Troubleshooting and verification steps
The first thing to consider when facing Elemental issues is to acknowledge in which process or phase the issue appears. These are the phases or stages of a regular Elemental life cycle:
-
Create a MachineRegistration resource
-
The user provides node installation and configuration parameters.
-
The Elemental operator generates a token based registration URL.
-
-
Create a SeedImage resource
-
Builds and serves an ISO or RAW image with the selected OS and including the registration URL of the given MachineRegistration.
-
-
Register and installation of nodes
-
Boot an ISO or RAW from a SeedImage and it auto-registers creating a MachineInventory.
-
Installation starts and reboots to the installed system applying the configuration that was given in the associated MachineRegistartion.
-
-
Creation of a new Elemental cluster
-
The new cluster uses the node selector criteria to adopt matching MachineInventories.
-
The Elemental operator adds a finalizer to the adopted MachineInventories to handle the reset use case.
-
-
K8s provisioning
-
The Elemental operator triggers Rancher provisioning scripts with the
elemental-system-agentservice. -
Rancher handles the rest of the Kubernetes provisioning at this point. Provisioning system installs
rancher-system-agentservice in nodes which will follow and execute the plans provided by the management cluster.
-
-
Create a ManagedOSImage resource (OS Upgrade)
-
Creates a System Upgrade Controller (SUC) plan which runs the OSImage as a pod in the downstream cluster on each node one by one to self dump into a new snapshot.
-
-
Kubernetes upgrade
-
Entirely managed by Rancher, there are no Elemental specific procedures at this stage.
-
What to check in different phases
These are a few checks and validations that should be considered to narrow and better scope the issue.
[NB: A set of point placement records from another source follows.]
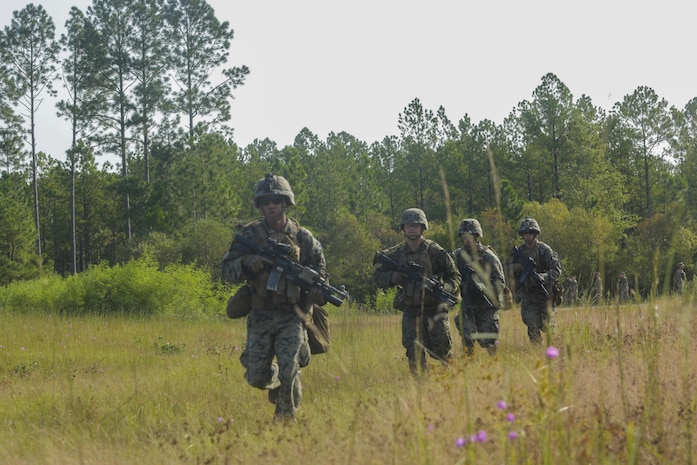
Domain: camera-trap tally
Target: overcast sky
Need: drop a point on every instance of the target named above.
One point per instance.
(355, 65)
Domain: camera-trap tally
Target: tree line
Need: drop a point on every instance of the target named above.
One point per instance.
(147, 82)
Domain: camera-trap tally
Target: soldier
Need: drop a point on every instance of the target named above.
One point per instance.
(425, 319)
(482, 289)
(538, 267)
(276, 344)
(623, 288)
(679, 278)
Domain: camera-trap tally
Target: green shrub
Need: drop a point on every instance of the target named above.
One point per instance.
(136, 288)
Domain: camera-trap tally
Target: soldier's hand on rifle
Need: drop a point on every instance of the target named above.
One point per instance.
(316, 296)
(254, 263)
(398, 278)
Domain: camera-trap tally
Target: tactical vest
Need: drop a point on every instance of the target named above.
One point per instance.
(412, 292)
(286, 293)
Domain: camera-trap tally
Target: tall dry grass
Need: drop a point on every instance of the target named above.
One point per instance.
(118, 390)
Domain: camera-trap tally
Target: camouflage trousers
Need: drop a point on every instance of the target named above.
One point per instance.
(476, 320)
(538, 316)
(427, 333)
(278, 333)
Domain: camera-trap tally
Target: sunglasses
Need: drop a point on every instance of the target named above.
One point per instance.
(277, 200)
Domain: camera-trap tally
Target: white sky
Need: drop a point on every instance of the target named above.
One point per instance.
(355, 65)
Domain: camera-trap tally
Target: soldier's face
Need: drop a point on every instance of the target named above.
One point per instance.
(412, 230)
(467, 239)
(272, 207)
(529, 237)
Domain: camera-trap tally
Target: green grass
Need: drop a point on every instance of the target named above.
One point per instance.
(164, 390)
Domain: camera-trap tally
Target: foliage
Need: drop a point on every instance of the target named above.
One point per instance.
(148, 84)
(136, 288)
(613, 385)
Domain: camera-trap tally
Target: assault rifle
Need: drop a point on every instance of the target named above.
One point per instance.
(432, 286)
(468, 272)
(529, 269)
(282, 266)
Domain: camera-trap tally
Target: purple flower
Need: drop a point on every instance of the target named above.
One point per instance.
(479, 437)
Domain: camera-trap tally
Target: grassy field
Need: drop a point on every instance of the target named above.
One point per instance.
(118, 390)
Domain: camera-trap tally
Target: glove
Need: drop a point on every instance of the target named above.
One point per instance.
(254, 263)
(398, 278)
(316, 297)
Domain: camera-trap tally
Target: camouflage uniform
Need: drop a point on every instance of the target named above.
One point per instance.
(482, 276)
(534, 304)
(425, 319)
(623, 288)
(275, 326)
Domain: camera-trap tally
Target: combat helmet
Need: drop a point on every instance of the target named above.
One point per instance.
(529, 224)
(413, 216)
(471, 226)
(273, 185)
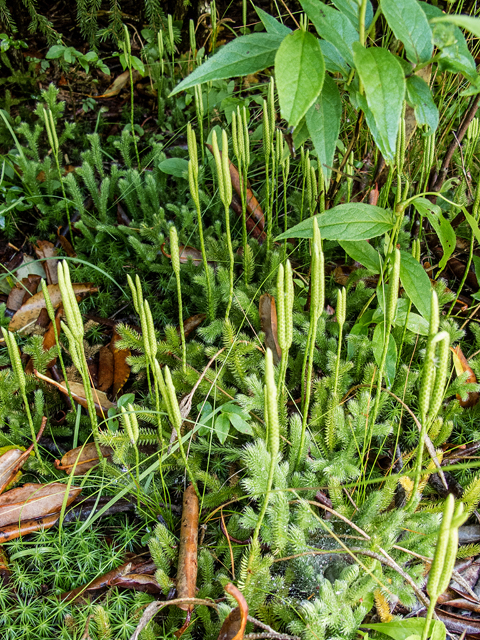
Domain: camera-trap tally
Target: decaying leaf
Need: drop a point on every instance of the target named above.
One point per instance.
(66, 244)
(187, 553)
(34, 501)
(16, 530)
(187, 253)
(102, 403)
(105, 369)
(119, 83)
(86, 458)
(235, 623)
(268, 320)
(45, 249)
(13, 460)
(23, 291)
(30, 310)
(461, 365)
Issues building the installation media (SeedImage)
-
Check the associated SeedImage resource status and check the related pod and its logs (a pod named with the
media-image-regprefix). -
If the
seedimagepod is not launched, theelemental-operatorpod logs related to SeedImage resources will be helpful.
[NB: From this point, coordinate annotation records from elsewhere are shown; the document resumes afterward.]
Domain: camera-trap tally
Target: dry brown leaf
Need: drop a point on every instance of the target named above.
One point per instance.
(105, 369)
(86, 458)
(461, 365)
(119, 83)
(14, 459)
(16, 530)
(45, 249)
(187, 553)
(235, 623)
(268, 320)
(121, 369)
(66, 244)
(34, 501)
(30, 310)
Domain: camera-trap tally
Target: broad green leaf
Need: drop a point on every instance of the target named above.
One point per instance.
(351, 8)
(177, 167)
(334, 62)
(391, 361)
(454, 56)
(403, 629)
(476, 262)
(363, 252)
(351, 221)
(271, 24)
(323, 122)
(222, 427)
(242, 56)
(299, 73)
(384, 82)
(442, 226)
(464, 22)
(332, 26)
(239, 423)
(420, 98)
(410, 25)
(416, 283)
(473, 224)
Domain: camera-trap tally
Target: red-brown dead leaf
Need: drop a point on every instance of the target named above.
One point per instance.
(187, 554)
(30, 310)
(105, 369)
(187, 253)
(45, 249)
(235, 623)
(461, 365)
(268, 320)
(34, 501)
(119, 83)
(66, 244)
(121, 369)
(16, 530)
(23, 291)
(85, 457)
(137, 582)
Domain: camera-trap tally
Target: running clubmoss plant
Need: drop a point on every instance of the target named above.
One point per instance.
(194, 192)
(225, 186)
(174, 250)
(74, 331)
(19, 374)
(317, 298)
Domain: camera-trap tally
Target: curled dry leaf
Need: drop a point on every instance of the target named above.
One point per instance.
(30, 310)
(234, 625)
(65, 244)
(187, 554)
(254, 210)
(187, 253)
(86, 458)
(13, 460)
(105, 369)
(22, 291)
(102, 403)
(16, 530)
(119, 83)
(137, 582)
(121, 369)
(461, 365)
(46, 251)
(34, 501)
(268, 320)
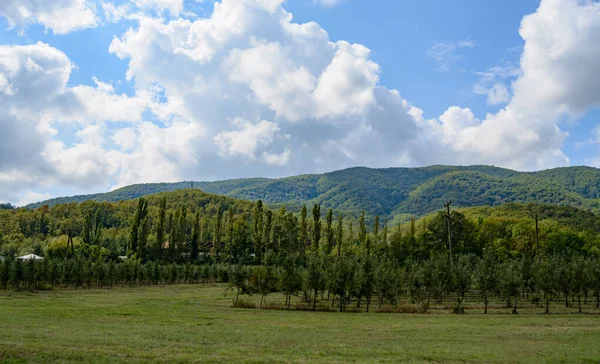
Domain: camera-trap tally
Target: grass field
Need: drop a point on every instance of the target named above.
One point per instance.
(185, 323)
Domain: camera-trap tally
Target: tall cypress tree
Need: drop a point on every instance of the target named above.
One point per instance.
(339, 237)
(304, 227)
(258, 230)
(266, 235)
(362, 232)
(160, 229)
(329, 231)
(316, 226)
(140, 214)
(195, 238)
(218, 229)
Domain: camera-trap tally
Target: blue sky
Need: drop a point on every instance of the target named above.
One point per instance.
(164, 90)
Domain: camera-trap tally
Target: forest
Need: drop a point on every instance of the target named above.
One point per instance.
(321, 260)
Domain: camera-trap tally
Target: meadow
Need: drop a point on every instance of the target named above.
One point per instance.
(186, 323)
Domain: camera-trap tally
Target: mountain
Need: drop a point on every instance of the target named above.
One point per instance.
(394, 192)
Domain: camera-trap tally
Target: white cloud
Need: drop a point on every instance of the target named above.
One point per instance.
(299, 102)
(498, 94)
(446, 54)
(247, 138)
(61, 16)
(173, 6)
(31, 197)
(329, 3)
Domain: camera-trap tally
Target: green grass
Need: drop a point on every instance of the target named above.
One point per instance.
(186, 323)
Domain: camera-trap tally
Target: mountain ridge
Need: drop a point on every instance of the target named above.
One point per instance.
(392, 192)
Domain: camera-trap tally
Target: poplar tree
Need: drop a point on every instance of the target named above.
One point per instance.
(218, 228)
(362, 232)
(266, 234)
(329, 233)
(140, 214)
(160, 228)
(195, 237)
(258, 230)
(304, 226)
(316, 226)
(339, 237)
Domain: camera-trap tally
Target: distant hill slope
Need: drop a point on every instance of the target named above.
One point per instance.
(395, 191)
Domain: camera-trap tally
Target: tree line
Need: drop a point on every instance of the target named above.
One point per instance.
(316, 256)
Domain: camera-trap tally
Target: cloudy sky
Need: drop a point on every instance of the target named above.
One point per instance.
(95, 95)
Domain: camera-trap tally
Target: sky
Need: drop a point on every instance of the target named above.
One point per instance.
(100, 94)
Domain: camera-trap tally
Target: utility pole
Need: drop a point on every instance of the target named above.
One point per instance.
(447, 206)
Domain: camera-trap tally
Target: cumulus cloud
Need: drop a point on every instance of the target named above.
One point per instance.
(60, 16)
(329, 3)
(248, 86)
(446, 54)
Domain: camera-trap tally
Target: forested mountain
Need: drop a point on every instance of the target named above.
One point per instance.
(394, 192)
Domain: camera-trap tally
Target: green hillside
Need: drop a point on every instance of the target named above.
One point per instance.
(394, 192)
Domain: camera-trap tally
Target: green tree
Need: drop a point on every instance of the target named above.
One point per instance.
(486, 277)
(258, 230)
(329, 233)
(339, 235)
(461, 280)
(140, 214)
(160, 229)
(316, 226)
(362, 229)
(195, 238)
(315, 277)
(304, 226)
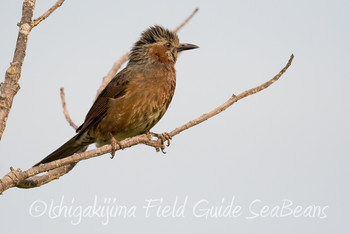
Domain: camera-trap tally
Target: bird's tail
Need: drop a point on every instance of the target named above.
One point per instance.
(70, 147)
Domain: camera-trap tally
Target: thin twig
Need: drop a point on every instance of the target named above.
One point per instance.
(10, 86)
(65, 111)
(47, 13)
(186, 21)
(15, 177)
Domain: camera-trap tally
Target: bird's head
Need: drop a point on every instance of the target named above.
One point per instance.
(158, 45)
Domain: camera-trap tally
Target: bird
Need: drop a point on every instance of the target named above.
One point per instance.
(135, 99)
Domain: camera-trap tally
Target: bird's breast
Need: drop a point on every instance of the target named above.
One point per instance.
(144, 103)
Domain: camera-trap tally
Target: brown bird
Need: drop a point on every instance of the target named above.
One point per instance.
(135, 99)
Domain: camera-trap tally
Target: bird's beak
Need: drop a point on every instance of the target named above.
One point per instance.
(186, 46)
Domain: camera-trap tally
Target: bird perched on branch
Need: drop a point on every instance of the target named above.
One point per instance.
(135, 99)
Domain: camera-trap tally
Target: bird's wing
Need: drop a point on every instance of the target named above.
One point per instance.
(115, 89)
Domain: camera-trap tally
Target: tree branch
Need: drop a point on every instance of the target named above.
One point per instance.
(10, 86)
(65, 111)
(47, 13)
(16, 177)
(36, 181)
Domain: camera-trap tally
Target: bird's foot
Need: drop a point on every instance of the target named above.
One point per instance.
(164, 137)
(114, 144)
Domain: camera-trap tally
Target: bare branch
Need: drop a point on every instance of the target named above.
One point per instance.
(36, 181)
(186, 21)
(10, 86)
(15, 177)
(65, 111)
(47, 13)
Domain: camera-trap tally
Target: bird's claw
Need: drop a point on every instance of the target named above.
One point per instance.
(164, 137)
(114, 144)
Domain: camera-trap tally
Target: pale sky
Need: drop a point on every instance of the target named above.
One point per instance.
(280, 151)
Issues creating the MachineInventory (image boot + register + OS install)
-
The installer media does not register.
-
Check in the SeedImage if the
livecd-cloud-config.yamlis consistent with an active MachineRegistration in Rancher. Then check if the node has access to the URL and, finally, check the logs of theelemental-register-install.service.
-
-
The MachineInventory is created but never turns into active state.
-
Check if the
elemental-register-install.servicefailed, and if so, check the service logs. -
If the installation succeeded but there was no reboot, then check if the MachineRegistration has the reboot set to
truein the install section. -
If the system rebooted but failed to finalize registration, check the
elemental-register.servicelogs.
-
Issues assigning machines to a cluster
Check all values are consistent: labels in nodes vs the selector criteria in the new cluster and the number of nodes the cluster is defined for. Otherwise check for related errors in the elemental-operator logs (check the traces for MachineInventory and MachineInventorySelector resources).
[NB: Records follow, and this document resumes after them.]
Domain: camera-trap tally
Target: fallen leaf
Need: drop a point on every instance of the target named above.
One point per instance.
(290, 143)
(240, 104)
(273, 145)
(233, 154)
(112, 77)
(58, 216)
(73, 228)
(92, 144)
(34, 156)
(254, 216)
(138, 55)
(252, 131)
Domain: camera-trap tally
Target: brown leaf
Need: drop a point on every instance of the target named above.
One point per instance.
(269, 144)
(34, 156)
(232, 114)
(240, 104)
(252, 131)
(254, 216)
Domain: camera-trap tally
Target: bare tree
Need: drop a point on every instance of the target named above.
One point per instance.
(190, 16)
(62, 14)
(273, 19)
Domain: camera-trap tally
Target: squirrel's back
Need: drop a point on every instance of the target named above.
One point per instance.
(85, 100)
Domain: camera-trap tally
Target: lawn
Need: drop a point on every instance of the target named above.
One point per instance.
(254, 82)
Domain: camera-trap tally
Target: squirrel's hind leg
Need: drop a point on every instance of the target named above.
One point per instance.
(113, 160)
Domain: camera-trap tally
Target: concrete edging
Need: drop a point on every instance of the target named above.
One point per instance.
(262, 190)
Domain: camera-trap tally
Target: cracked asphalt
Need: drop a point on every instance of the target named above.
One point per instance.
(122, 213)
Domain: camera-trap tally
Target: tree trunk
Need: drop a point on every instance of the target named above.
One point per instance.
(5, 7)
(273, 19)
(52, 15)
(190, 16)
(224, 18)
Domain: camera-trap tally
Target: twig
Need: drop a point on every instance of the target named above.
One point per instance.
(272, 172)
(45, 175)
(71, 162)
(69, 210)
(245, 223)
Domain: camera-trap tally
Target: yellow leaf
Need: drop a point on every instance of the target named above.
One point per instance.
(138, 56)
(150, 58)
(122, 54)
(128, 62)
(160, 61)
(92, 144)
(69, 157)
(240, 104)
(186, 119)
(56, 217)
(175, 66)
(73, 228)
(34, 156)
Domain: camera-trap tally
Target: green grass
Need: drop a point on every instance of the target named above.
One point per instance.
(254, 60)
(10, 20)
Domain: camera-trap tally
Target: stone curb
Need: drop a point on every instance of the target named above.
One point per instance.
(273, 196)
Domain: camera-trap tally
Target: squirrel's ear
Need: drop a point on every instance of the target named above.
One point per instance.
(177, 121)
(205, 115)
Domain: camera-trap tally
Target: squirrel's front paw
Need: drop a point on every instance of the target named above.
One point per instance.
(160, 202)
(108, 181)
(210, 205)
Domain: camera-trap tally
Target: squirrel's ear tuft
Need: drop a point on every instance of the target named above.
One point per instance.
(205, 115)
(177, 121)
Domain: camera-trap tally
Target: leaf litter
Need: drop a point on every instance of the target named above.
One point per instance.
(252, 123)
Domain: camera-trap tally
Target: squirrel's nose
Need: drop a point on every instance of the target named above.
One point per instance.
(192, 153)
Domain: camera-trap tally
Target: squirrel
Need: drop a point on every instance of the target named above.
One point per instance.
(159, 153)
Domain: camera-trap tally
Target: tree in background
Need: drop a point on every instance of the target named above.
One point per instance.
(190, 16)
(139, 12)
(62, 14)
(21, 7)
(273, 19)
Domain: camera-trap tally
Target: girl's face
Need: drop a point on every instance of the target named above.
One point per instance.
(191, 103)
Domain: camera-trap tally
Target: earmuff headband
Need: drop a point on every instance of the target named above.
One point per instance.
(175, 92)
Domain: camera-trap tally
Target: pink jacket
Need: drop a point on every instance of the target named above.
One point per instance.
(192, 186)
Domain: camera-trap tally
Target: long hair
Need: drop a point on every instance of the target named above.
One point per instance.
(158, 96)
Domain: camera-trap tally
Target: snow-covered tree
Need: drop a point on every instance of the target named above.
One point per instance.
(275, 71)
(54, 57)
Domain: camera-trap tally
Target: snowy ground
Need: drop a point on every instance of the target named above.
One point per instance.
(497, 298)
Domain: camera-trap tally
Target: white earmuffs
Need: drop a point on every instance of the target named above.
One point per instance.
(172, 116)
Issues provisioning Kubernetes
Elemental triggers Rancher provisioning via the elemental-system-agent. If the elemental-system-agent does not report errors the root cause of any issue is likely to be related with the Rancher provisioning process.
Issues upgrading nodes OS
Check if the System Upgrade Controller (SUC) plan is created and launched to downstream clusters. If this was successful, check and provide the logs for the pod that the SUC launched in the downstream cluster (a pod named with the apply-os-upgrader prefix). Downgrades are not allowed by default, so check if both versions of the OS are acceptable, the current version and the version to upgrade to.